Starting with the basics
As we are getting closer and closer to handstands, we need to start with the basics to ensure that no one gets injured. Alternatives to handstands are wall stands. As explained in the video, we begin by lifting our legs on a wall, holding on to our arms.
As we feel comfortable, we start to walk with our hands towards the wall, ascending our legs to the ceiling. When our bellies align with the wall, we hold the position. In the end position, we engage our core by pressing the belly button in, squeezing the glutes, and completely stretch our shoulders. Doing this should put us in a neutral position, which we will try to do in a real handstand.
If you don’t feel comfortable with the wall stand position (facing the wall), you can turn around and thrust yourself with your legs towards the wall. You’re back should be aligned with the wall this time. This way, you cant fall backward. Some will find this variation easier.
Performing the perfect handstand
So, you have done it. You are getting more reliable, and you feel at ease while making wall stands. Maybe it’s time for you to try the real thing. First of all, be sure that no one or nothing is around you, that you can fall on or injure yourself. If you are scared of falling, ask a relative or a friend to hold your legs. Put some yoga mats around you, and you should be good to go.
Start with leg kicks to begin the motion and begin the process of learning how to balance in a handstand. Do at least ten repetitions with whichever leg you like.
Then start with your partner holding your legs at the top. ALWAYS try to go through 3 queues.
- Shoulders – Lengthen your shoulders out as much as you can. That will help you maintain balance.
- Glutes – Squeeze your glutes as much as you can. Again stabilization of the hip joint will make it easier to balance. It will also put you in the best, neutral spot for handstands.
- Core – Engage your core by holding the belly button in. That will protect your spine.
Additional one for advanced handstand;
- Fingers – Spread your fingers as much as you can. That will immensely help with the balance of the body. When you think you are going to fall forward, press through your fingers.
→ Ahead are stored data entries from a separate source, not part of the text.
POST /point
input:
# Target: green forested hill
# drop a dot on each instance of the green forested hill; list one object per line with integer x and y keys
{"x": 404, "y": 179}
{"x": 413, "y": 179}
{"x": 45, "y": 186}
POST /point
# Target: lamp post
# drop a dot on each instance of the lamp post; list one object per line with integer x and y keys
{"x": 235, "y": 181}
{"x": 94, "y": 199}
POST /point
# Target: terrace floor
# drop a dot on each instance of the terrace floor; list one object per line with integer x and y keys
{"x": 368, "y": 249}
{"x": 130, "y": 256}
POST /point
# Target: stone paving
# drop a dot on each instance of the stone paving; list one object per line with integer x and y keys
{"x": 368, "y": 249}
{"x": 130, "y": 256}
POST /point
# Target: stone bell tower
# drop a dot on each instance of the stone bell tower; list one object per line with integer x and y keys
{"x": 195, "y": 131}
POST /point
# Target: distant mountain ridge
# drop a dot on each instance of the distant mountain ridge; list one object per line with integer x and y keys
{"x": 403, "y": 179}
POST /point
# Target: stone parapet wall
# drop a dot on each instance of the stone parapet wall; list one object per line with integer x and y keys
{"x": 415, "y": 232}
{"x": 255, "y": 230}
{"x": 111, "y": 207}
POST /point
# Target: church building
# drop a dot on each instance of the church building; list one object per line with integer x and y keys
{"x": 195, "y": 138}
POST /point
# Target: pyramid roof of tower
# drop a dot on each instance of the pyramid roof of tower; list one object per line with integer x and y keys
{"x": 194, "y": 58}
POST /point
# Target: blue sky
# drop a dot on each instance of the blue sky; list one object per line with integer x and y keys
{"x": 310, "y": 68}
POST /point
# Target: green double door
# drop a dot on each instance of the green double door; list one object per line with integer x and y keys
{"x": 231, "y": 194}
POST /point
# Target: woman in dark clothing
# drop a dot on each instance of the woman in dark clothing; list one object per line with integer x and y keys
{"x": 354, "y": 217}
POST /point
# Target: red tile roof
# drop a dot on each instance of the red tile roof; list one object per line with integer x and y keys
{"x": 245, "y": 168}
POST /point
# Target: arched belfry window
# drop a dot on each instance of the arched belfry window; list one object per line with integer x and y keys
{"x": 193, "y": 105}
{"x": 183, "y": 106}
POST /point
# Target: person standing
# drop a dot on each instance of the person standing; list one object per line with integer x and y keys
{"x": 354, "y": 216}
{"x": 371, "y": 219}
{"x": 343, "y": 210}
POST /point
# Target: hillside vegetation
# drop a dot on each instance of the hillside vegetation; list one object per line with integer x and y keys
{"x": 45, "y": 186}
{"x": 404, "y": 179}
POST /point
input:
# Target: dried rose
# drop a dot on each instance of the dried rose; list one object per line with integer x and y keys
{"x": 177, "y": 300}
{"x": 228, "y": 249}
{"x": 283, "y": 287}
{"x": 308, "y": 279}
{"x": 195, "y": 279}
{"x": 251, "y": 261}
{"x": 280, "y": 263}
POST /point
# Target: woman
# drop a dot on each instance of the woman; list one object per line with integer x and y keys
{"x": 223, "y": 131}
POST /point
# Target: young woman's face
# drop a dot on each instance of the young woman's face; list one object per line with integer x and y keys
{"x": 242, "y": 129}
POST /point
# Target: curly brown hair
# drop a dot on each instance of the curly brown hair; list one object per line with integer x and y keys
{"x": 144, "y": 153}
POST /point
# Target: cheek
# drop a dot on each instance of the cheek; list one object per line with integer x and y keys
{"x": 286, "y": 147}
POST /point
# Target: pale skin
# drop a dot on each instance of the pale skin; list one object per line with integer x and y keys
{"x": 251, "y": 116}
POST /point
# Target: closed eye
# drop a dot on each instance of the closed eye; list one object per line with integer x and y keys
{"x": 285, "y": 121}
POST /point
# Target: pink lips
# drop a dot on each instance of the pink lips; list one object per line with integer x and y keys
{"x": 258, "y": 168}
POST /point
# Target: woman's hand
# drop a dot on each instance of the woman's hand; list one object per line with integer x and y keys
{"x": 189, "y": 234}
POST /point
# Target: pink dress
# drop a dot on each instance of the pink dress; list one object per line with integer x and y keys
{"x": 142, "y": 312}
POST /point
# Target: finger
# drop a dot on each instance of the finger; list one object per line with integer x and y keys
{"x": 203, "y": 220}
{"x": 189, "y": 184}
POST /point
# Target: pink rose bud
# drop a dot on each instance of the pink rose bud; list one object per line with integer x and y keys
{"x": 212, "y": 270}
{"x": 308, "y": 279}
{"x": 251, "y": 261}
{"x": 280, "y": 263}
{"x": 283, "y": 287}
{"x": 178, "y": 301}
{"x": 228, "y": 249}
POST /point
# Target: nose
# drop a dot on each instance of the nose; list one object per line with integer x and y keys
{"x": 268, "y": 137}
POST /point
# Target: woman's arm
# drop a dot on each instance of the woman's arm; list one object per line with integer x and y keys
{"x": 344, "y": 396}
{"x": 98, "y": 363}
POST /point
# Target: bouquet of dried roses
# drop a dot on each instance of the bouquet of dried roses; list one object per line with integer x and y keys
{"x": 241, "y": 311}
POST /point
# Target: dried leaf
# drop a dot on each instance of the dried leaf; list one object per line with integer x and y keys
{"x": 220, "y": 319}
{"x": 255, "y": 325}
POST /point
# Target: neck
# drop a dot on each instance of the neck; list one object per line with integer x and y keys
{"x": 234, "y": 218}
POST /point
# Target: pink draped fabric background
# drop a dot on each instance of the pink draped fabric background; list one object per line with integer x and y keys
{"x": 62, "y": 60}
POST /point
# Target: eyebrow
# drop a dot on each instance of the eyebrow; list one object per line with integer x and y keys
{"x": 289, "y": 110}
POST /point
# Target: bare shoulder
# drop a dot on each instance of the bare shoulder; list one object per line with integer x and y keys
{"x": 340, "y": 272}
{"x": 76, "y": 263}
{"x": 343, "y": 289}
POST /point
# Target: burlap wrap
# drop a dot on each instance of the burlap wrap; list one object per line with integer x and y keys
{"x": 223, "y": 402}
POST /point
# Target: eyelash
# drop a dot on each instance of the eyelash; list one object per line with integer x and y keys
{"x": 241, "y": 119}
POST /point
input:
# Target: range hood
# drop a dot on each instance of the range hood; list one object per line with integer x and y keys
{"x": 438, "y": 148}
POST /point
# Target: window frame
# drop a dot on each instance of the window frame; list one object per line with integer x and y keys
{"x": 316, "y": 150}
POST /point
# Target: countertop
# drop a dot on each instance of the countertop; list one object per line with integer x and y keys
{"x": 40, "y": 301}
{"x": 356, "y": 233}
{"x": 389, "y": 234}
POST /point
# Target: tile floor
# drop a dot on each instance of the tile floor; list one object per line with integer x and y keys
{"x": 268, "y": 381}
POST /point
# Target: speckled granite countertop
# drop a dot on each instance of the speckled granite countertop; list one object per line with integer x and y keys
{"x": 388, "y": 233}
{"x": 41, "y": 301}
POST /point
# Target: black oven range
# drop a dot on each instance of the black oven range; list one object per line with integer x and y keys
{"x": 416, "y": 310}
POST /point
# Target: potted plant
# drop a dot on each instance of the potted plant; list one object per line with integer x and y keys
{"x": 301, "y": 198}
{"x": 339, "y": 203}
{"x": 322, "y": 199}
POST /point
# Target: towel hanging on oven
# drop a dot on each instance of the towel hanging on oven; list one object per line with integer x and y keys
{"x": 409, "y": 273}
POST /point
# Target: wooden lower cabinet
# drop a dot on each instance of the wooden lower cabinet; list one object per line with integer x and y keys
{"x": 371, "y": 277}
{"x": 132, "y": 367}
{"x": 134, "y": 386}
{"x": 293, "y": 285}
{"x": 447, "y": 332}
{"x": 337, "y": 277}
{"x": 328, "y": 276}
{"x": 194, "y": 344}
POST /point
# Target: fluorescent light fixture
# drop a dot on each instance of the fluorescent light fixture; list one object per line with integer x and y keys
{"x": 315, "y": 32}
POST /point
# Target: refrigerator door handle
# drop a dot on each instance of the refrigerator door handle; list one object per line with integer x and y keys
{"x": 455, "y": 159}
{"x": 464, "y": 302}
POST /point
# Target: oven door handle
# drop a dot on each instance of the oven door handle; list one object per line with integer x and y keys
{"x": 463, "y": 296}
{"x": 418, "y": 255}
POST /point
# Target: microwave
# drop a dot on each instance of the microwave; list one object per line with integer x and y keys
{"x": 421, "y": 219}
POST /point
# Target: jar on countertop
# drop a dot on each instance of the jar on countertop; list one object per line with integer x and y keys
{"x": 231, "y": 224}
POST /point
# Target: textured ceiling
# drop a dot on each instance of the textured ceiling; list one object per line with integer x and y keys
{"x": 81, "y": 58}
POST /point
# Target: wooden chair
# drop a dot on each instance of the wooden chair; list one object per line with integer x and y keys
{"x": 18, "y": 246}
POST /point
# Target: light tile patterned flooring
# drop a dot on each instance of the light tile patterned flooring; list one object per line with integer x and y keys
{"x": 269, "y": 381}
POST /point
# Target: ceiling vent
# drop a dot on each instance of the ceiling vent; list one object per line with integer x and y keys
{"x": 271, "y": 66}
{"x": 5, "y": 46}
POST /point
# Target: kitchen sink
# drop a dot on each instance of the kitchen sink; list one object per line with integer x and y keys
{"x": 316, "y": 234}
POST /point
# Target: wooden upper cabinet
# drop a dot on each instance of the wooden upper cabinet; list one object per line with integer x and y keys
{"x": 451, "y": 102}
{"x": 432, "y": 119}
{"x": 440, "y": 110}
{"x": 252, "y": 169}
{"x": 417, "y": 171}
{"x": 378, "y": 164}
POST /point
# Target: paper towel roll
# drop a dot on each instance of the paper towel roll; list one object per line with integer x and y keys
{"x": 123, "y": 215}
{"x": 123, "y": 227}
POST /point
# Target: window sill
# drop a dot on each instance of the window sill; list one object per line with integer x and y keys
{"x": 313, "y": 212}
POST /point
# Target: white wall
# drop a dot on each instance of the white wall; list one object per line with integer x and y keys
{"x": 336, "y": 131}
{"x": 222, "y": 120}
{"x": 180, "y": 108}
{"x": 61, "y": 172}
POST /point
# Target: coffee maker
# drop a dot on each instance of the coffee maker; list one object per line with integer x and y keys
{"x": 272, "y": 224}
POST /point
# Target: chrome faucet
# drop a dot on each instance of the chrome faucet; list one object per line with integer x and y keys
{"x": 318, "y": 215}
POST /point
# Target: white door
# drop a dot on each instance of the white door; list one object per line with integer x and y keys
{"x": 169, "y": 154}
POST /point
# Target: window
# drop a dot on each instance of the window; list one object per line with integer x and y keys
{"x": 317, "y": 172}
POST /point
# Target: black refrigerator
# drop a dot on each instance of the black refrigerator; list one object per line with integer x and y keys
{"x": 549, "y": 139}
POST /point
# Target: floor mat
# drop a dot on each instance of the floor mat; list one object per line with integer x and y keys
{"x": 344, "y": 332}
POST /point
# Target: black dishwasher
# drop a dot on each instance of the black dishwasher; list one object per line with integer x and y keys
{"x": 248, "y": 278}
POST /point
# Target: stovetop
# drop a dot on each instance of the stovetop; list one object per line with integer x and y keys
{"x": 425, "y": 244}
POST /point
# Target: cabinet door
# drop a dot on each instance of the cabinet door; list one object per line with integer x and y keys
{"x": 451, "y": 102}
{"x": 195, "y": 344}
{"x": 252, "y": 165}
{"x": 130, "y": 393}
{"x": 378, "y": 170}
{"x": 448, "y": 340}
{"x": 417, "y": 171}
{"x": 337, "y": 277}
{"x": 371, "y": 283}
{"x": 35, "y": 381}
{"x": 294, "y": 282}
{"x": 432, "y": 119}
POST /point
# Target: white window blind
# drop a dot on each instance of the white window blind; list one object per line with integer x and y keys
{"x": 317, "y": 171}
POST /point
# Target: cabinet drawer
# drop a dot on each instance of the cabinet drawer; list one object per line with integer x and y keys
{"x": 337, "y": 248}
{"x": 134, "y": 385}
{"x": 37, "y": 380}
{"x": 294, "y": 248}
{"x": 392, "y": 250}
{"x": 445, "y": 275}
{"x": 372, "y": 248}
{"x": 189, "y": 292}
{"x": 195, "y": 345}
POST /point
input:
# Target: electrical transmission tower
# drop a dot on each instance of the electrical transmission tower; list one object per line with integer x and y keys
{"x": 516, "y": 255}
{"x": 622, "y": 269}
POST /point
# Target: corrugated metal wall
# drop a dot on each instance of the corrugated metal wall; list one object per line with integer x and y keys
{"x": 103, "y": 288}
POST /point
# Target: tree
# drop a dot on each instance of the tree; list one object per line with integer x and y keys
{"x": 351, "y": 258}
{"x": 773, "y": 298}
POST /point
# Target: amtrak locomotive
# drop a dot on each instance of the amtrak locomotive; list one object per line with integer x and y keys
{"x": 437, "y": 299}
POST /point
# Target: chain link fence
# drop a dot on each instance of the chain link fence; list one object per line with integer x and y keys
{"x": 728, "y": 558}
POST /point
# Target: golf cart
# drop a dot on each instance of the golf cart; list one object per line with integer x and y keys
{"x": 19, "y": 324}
If your tipping back, push through the middle/lower part of the hand.
When you have mastered this, you can start doing handstands by yourself!
Handstand to frog
If you want to improve with your handstands, you can always challenge yourself with exercises such as frog to handstand/handstand to the frog. Start by holding the frog position only, and then try to push with your shoulders and triceps into a handstand. When you are in a handstand, lower yourself slowly into a frog position. It will help if you lean forward as you descend into the end position. Repeat the exercise as many times as you can. Remember the three queues + 1, and keep practicing.
I hope you found something useful in the perfect handstand article. Remember, variety is key to this exercise. Play with your legs or start practicing a one-arm handstand. The sky is the limit. But most importantly, enjoy it!